Коммунистическая партия, в основе своей, считается рабочей, но рабочих в неё не затянешь. Они теперь делают лишь то, что выгодно непосредственно им и их семьям! Вступление же в партию рабочим ничего не даёт. Это – раз! Во-вторых, из-за взносов ещё и зарплата худеет на 3 %. А в-третьих, у всяких парторгов появляется право капать на мозги и всучивать «партийные задания», за которые беспартийные посылают без опаски, куда следует!
Но не все же, в самом деле, являются рабочими! Есть ИТР! Есть крестьяне, преподаватели, воспитатели, ученые, режиссёры, писатели, актеры, …
Особо выделяется так называемая интеллигенция! В сложившейся системе ей, дабы подняться по служебной лестнице хоть на одну ступеньку, требуется стать партийным.
Как будто, это правильно. В советской стране руководитель должен быть проводником политики партии! Следовательно, должен быть ее членом! Но именно интеллигенцию в партию пускают весьма выборочно!
С этого и начинаются странности, плохо согласующиеся с провозглашенным положением вещей в природе. Тех, кто в партию не хочет, то есть, рабочих, тянут в неё всякими уговорами, посулами или ухищрениями! А тех, кто стремится – не пускают! Хотя и их могут принять. В виде исключения, если они обеспечат – как угодно – вступление в партию вместе с собой еще трёх рабочих!
Зачем так директивно? Зачем против шерсти? Зачем против естественных тенденций?

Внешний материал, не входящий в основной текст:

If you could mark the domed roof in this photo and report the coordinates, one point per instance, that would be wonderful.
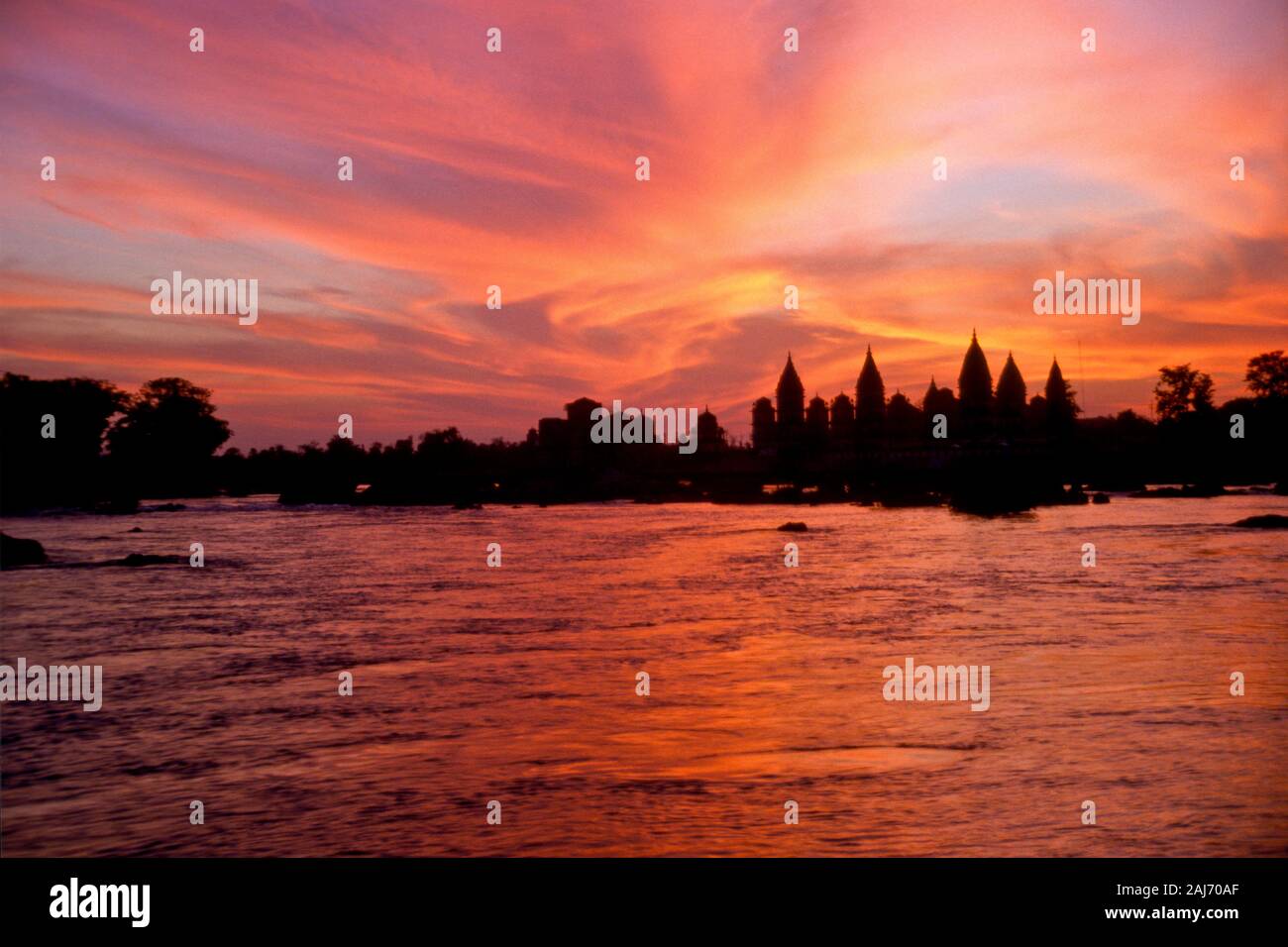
(975, 382)
(790, 382)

А всё просто и логично! Партия коммунистов с некоторых пор лишь считается партией рабочих, а рабочих-то в ней – кот наплакал! И после 53-го года они вообще вступать в такую партию не хотят! Запомнив, как коммунисты-предатели убили Сталина, как они реабилитировали противников сталинского социализма, запомнив делишки хрущевых и маленковых, рабочие уже не стремились в партию, как это происходило в самые трудные периоды нашей истории. Вот нынешней ущербной партии и пришлось прибегать к искусственным приемам, чтобы демонстрировать свою дутую популярность, а через нее и свою «правоту». Лишь бы народ подольше не разобрался…
«Но если действовать так, – думал Алексей, – партия скоро распухнет от карьеристов, и проходимцев, а также людей, затянутых в неё принудительно. Какими же они окажутся коммунистами – и те, и другие? На баррикады они не годятся! В бой за свой народ, как настоящие коммунисты, эти уже не пойдут! Они запрячутся все в вонючих щелях! Они попутчики, как говорят, до первого милиционера!»
«Так или иначе, но сегодня партия стала иной, чем когда-то! Переродилась! – продолжал свои размышления Алексей. – Разве теперь она – боевой отряд? Когда-то всего тридцать тысяч настоящих большевиков совершили революцию, а теперь двадцать миллионов коммунистов не годны ни на что, если по большому счёту!»
Алексей, как любой армейский офицер, вечно проверяемый и перепроверяемый всякими инспекциями, да и сам озабоченный повышением боевой готовности, уровня подготовки своей собственной и личного состава, безотказностью техники и прочими важными делами, политработников не уважал. Среди них за свою службу он встретил лишь одного, майора Шиманского, который собственными делами оправдывал звание политработника. Этого человека было за что уважать. Он действительно работал! Но его «съели» свои же! Чтобы не выделялся! Чтобы не контрастировал с остальными!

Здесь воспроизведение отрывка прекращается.